The scene is set, as ‘Legs’ has something to prove – no longer shackled to investigating grand-theft-automobiles, he’s tasked to solve a double homicide in the address that eponymously provides the novel its title. The road ‘Legs’ will have to traverse will twist-and-turn not unlike the narrow roads that weave alongside the treacherous Hollywood Hills and the cliff-sided Canyon passes.  

It appears Bobby Lanza, ex-husband of fading Hollywood legend Gloria Channing has been found dead with her housekeeper Rosa Hernandez in the kitchen of 13 Hillcrest Drive. Both are victims of multiple gun-shots. ‘Legs’ is assigned Kristina Sutherland as a partner on the investigation. It seems that bullets used to murder Lanza and Hernandez were fired earlier from the same gun that ended life of [former cocaine addicted] Hollywood PR Agent Meredith Fox in the parking garage of an exclusive Beverly Hills Hotel. 

Chief of Police Donna Slade and Captain Dollinger have the Mayor’s Office breathing down their necks. Politically the now triple murder has top priority; so both Detectives ‘Legs’ Casey and Kristina Sutherland feel the pressure exerted.

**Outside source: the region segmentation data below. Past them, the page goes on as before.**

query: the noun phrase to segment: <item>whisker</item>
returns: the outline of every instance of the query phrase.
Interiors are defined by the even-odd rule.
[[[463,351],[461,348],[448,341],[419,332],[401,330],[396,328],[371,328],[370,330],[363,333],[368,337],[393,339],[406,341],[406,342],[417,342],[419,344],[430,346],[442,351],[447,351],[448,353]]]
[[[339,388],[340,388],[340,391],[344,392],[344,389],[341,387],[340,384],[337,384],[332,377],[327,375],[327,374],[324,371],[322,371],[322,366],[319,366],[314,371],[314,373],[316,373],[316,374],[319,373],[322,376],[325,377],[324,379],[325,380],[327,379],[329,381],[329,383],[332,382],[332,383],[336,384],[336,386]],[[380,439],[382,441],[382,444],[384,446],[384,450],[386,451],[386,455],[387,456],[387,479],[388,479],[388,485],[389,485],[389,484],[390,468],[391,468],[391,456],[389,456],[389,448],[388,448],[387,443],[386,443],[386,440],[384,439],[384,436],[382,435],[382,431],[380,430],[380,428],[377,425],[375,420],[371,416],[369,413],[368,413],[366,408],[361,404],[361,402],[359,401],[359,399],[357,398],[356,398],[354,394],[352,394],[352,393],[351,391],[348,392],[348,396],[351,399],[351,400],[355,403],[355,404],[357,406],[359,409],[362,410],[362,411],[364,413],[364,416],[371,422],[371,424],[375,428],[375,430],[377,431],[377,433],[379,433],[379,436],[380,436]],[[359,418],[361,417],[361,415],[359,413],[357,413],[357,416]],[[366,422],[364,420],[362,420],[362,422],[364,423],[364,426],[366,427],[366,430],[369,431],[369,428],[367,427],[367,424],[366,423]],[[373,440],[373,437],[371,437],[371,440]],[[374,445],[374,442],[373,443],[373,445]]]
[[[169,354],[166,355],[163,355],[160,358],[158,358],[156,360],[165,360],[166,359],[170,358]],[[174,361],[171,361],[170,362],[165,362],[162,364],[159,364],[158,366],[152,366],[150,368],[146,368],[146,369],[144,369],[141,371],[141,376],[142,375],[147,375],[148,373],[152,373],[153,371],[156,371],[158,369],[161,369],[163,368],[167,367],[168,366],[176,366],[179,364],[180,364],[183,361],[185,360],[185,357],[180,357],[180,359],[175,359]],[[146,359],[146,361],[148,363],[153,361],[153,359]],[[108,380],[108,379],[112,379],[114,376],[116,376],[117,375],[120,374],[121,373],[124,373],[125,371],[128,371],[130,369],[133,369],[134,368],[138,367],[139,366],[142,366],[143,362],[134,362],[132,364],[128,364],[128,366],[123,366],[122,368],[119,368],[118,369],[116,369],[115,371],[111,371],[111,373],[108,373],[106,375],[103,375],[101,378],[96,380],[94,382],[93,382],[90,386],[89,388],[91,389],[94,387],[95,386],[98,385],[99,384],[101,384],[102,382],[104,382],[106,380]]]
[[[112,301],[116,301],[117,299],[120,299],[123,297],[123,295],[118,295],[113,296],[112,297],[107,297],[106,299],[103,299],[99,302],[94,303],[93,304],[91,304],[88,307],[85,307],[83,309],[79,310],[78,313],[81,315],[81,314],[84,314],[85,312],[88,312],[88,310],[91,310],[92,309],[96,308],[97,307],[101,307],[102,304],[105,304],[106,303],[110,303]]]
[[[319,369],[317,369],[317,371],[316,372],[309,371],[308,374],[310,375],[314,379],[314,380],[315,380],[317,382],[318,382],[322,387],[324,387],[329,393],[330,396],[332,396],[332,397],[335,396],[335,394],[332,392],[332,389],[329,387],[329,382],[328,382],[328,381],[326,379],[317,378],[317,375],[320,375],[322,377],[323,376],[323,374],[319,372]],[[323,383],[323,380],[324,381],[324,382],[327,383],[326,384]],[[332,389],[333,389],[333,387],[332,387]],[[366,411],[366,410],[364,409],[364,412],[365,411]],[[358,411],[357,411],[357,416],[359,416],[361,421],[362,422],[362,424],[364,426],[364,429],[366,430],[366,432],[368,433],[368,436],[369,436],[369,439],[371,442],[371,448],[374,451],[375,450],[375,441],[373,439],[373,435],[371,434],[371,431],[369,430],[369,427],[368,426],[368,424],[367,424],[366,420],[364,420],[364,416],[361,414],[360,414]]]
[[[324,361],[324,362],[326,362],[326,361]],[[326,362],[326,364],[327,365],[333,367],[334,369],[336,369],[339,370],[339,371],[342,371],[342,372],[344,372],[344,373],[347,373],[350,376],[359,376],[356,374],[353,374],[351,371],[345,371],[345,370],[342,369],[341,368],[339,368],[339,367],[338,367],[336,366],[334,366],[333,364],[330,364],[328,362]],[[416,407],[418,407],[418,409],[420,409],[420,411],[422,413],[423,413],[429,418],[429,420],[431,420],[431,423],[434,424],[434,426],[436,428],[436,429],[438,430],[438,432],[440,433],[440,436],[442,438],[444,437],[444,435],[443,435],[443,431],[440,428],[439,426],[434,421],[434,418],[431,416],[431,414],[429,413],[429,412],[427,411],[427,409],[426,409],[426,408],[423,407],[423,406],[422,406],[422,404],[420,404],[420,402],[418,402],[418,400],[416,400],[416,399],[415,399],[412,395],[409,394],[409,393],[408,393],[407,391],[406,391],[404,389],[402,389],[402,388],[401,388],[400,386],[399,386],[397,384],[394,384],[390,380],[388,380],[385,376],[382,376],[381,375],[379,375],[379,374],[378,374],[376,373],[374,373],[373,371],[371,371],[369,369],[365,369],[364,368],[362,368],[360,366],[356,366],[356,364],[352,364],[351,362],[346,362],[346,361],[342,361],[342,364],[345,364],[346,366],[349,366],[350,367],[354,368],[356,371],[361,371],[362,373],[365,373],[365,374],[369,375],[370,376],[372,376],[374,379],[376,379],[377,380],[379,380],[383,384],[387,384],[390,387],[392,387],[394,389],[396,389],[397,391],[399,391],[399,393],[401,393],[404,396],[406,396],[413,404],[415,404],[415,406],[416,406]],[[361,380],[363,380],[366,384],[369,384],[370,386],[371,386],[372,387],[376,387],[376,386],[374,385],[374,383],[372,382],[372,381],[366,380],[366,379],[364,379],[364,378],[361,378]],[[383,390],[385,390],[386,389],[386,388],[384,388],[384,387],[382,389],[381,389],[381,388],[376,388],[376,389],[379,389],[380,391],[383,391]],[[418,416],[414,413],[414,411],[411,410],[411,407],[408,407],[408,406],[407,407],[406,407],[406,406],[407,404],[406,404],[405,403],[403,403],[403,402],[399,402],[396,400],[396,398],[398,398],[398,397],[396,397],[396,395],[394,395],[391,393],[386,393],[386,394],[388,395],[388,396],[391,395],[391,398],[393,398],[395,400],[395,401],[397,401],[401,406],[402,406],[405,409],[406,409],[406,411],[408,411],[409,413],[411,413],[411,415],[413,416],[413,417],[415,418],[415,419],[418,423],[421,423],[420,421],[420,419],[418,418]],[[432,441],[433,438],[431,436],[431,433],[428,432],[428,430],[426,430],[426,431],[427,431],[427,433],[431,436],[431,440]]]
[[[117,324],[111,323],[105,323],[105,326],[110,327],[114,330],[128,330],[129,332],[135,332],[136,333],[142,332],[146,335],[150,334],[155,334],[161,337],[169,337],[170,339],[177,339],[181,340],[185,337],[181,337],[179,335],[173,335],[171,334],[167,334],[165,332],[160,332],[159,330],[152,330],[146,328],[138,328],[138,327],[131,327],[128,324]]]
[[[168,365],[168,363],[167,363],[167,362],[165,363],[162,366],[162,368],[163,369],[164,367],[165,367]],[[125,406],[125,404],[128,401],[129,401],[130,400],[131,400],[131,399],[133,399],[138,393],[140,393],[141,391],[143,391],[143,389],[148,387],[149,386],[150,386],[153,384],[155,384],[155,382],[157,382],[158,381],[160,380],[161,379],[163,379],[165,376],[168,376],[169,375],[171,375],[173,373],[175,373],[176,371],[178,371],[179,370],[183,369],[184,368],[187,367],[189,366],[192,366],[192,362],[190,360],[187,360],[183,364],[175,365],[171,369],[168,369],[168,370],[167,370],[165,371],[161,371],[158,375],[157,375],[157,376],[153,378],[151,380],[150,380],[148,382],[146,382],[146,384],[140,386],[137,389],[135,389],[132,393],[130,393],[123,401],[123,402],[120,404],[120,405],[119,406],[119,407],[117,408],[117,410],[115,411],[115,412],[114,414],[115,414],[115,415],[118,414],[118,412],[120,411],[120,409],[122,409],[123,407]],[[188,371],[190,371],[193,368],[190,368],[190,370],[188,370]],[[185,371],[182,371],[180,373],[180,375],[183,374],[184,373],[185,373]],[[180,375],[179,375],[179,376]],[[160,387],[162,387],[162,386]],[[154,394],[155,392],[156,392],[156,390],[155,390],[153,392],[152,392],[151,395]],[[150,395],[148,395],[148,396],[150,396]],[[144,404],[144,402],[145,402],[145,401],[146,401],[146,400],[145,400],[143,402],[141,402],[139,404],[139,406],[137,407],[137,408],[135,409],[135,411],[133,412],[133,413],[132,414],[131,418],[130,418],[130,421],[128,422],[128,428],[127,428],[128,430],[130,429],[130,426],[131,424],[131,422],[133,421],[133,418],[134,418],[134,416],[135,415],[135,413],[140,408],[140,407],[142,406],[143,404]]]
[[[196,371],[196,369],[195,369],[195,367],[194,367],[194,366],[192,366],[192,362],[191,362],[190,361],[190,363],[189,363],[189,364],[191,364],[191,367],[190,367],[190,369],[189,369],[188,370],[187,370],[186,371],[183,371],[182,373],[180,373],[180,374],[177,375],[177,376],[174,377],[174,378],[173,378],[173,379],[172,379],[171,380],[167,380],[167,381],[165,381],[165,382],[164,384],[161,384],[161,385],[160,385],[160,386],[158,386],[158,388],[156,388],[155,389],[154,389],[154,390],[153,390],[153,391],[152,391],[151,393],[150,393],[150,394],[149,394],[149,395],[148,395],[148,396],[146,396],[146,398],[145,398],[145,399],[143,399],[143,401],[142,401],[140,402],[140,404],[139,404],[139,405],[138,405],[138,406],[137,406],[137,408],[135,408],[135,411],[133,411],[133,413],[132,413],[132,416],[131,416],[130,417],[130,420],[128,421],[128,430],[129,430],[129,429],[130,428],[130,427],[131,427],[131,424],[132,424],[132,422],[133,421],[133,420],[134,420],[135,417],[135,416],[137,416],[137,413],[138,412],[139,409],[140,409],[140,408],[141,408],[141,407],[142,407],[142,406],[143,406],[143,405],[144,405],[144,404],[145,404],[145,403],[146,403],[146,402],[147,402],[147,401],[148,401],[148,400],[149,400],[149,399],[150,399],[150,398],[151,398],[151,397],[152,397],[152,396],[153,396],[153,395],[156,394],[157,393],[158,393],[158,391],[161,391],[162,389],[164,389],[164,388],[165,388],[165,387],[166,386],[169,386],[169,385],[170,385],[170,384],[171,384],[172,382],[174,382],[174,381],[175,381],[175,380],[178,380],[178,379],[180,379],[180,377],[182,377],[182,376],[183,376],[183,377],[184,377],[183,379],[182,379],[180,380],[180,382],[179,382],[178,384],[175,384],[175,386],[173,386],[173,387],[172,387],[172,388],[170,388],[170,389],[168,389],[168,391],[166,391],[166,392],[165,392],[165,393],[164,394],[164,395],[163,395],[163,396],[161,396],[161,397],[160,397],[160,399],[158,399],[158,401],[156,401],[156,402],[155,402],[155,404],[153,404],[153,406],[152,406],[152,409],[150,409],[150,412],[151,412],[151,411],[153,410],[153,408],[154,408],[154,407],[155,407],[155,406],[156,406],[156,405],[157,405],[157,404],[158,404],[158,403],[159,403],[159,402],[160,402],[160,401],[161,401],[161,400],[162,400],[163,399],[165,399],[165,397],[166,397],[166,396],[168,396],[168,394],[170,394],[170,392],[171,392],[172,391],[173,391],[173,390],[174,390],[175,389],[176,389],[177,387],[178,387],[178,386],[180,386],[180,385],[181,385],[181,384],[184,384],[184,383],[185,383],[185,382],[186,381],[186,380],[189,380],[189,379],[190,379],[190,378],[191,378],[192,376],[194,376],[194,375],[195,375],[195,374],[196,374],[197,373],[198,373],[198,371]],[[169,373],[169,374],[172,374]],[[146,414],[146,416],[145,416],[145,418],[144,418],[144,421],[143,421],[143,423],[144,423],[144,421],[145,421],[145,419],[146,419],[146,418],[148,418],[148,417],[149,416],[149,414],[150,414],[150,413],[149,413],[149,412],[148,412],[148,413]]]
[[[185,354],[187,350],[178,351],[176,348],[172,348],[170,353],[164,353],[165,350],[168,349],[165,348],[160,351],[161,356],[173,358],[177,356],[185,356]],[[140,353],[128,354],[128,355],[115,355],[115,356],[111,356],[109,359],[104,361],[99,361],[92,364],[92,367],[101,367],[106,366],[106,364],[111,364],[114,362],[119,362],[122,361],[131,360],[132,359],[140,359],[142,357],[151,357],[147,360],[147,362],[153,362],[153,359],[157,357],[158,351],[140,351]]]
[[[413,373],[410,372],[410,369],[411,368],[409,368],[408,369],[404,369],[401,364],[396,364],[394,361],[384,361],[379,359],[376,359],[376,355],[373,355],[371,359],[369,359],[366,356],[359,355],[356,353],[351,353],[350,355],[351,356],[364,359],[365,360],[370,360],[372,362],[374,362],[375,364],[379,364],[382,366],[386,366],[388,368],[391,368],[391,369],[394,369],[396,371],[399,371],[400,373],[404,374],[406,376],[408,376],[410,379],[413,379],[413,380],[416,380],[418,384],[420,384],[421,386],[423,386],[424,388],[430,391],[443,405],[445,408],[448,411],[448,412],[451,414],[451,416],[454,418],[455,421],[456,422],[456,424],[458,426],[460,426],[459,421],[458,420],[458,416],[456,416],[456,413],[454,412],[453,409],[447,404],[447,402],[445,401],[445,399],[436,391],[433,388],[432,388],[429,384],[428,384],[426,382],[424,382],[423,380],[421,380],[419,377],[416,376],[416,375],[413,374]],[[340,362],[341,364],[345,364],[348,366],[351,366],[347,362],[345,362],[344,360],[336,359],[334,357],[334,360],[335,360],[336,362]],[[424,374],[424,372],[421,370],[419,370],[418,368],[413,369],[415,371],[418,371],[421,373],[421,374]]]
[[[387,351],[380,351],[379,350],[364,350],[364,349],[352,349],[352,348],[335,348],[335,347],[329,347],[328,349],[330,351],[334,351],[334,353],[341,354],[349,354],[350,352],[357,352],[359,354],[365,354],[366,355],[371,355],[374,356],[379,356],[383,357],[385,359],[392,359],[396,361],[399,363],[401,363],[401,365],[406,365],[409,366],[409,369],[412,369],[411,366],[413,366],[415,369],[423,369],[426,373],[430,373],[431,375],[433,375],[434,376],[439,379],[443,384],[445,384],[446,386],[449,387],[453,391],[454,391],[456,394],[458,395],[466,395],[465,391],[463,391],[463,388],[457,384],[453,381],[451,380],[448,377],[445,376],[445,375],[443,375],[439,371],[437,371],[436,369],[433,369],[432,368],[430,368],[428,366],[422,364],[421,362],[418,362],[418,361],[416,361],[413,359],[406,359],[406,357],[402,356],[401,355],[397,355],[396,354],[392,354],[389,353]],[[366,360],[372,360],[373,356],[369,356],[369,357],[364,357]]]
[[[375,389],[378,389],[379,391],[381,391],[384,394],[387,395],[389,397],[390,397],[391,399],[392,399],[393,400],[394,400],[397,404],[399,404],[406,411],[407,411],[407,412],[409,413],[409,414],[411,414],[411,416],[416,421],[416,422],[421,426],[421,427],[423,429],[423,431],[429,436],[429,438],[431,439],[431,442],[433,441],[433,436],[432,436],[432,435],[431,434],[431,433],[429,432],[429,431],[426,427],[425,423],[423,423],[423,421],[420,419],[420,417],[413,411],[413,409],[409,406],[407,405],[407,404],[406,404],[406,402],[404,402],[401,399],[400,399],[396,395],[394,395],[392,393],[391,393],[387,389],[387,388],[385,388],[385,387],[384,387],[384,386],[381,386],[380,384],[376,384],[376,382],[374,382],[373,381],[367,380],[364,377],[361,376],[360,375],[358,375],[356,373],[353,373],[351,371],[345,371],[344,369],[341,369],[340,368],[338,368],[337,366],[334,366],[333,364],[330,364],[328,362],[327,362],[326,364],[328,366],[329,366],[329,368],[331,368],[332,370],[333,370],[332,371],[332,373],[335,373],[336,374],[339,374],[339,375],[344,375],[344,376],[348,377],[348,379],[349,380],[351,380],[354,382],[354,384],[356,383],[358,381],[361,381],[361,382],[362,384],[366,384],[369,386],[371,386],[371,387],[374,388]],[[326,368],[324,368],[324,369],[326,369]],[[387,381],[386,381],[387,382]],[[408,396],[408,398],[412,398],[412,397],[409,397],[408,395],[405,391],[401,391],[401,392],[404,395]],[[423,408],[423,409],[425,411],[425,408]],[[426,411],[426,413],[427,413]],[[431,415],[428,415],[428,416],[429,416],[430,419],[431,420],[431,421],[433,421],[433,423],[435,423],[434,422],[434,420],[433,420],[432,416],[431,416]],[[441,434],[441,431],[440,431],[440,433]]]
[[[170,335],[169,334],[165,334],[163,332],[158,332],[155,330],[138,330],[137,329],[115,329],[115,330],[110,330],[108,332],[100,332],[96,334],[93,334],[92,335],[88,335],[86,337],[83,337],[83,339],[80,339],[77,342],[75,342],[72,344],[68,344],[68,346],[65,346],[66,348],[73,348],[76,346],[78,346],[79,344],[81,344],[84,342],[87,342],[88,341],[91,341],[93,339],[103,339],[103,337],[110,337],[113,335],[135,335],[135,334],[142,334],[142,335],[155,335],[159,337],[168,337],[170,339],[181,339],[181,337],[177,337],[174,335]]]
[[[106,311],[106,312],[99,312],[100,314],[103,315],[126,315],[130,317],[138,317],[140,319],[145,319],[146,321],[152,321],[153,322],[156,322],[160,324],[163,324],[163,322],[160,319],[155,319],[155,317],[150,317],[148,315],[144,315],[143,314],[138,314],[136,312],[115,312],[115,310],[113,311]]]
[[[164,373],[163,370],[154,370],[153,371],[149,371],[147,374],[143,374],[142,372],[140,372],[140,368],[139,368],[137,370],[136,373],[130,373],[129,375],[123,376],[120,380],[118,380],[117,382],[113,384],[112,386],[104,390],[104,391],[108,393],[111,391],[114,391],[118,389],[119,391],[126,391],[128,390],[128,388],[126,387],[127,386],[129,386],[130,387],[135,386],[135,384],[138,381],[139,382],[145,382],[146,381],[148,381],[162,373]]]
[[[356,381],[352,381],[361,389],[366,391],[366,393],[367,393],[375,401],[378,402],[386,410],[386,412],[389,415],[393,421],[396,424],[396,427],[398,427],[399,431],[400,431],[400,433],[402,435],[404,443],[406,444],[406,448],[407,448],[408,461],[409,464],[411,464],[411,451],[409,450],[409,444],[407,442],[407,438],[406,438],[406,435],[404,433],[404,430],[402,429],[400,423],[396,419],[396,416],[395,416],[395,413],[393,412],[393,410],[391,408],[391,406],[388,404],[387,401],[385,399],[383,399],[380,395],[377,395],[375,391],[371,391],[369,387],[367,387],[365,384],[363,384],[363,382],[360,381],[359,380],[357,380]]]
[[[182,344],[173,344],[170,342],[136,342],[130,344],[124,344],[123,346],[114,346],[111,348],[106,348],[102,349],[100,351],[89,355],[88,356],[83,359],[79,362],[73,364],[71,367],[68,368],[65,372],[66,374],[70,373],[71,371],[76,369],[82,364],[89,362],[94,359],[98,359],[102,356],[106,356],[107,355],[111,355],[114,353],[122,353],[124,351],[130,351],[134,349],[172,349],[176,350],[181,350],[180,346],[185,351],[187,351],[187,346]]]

Petievich’s stories are authentic. You can smell the sweat, the aroma of stale beer, tobacco and reefer above the cordite as our detectives investigate. Complicated characters enter the fray, from Hollywood Personal Assistants, Druggies, Psychiatrists, Lawyers, Private Detectives, Blackmailers and Lotharios servicing Hollywood players from Film Producers, to Starlets to criminal underworld types. Not unlike the backdrop featured in Jordan Harper’s 2023 ‘Everybody Knows’ except Petievich’s Hollywood is more authentic, darker and tonally grittier. In [and on] 13 Hillcrest Drive we have the perversity of Hollywood Babylon slowly being revealed by Perievich’s characters as plot strands start to coalesce. The writing is beautiful, concise, and raw as the dialogue bleeds off the page and into the readers imagination painting vivid [and alarming] images into the mind.

Though a warning - what is revealed is frightening but then again, Petievich is only drawing from his own life experiences and those that surrounded him when he worked in law enforcement.

And like my all-time favourite action film [based on the novel and screenplay by Gerald Petievich] To Live and Die in LA – his latest novel scorches the mind.   

For crime-fiction readers, it would be an egregious felony to miss one of 2025’s most exhilarating police procedural thrillers - 13 Hillcrest Drive.